Figure 1: Typical relationsip between
threads and processes.
Threads and processes
A thread is essentially a subdivision of a process, or "lightweight process" (LWP)
on some systems. A process is generally the most major and separate unit of execution
recognised by the OS. The typical relationship between processes, threads and various other elements of the OS are shown in Figure 1 opposite. This shows two processes, each split into two threads (a simplistic situation, of course: there will be typically dozens of processes, some with dozens or more threads).
Crucially, each process has its own memory space. When Process 1 accesses some
given memory location, say 0x8000, that address will be mapped to some physical memory
address1. But from Process 2, location 0x8000 will generally refer to a completely different portion
of physical memory.
A thread is a subdivision that shares the memory space of
its parent process. So when either Thread 1 or Thread 2 of Process 1 accesses "memory address 0x8000",
they will be referring to the same physical address. Threads belonging to a process usually share
a few other key resources as well, such as their working directory,
environment variables, file handles etc.
On the other hand, each thread has its own private stack and
registers, including program counter. These are
essentially the things that threads need in order to be independent.
Depending on the OS,
threads may have some other private resources too, such as thread-local storage
(effectively, a way of referring to "variable number X", where each thread has its own
private value of X). The OS will generally attach a bit of "housekeeping" information to each
thread, such as its priority and state (running, waiting for I/O etc).
The thread scheduler
There are generally more threads than CPUs. Part of a multithreaded
system is therefore a thread scheduler, responsible for
sharing out the available CPUs in some way among the competing threads.

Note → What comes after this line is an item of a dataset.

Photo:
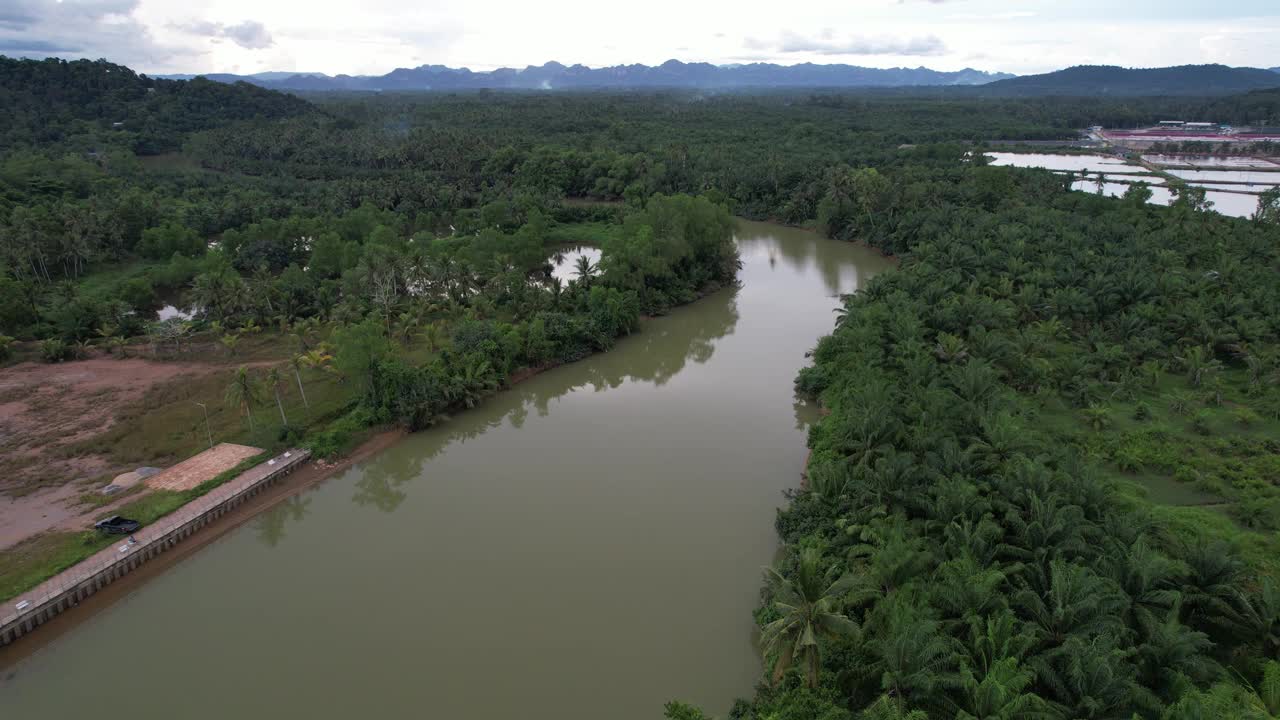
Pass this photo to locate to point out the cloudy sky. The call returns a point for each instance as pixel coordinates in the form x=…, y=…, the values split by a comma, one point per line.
x=375, y=36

Note that in practically all modern operating systems, the thread scheduler is part
of the OS itself.
So the OS actually "sees" our different threads and is responsible for the task
of switching between them2.
The rationale for handling threading "natively" in the OS is that the OS is likely to have
the information to make threading efficient (such as knowing which threads are waiting for
I/O and for how long), whereas a software library may not have this information available.
In the rest of our discussion, we'll generally assume this native threads model.

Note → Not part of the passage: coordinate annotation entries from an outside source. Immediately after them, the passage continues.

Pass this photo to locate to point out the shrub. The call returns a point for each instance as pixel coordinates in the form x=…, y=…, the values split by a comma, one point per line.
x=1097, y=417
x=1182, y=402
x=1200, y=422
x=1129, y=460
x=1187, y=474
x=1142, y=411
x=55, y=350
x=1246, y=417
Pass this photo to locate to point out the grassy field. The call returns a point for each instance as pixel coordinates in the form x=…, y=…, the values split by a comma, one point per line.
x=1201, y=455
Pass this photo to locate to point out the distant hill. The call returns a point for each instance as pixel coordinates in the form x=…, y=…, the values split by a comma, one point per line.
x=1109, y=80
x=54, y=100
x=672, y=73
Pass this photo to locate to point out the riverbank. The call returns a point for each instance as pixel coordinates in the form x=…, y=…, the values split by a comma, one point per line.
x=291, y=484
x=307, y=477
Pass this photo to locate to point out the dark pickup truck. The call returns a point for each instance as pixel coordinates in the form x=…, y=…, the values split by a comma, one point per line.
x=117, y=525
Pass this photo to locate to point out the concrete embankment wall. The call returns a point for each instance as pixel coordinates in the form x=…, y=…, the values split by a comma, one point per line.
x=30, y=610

Next: scheduling and its implications for Java
On the next pages, we look at
1. Things are usually a little more complex, in fact. For example, a memory
address can actually be mapped to something that isn't memory (such as a portion of a file,
or device I/O). For this reason, the term address space is often preferred.
2. An alternative scenario, less common nowadays, is that
the OS schedules at some higher level, e.g. scheduling processes, or scheduling some kind
of "kernal thread" which is a unit bigger than our applications threads. In this model,
sometimes called "green threads", threads are to some extent "artificially" handled by
the JVM (or the threading library that it is compiled against). In general, if you are using
Java 1.4 onwards on Windows or on Solaris 9 or Linux kernel 2.6 or later, then there
will be a 1:1 mapping between Java Threads and "native" operating system threads.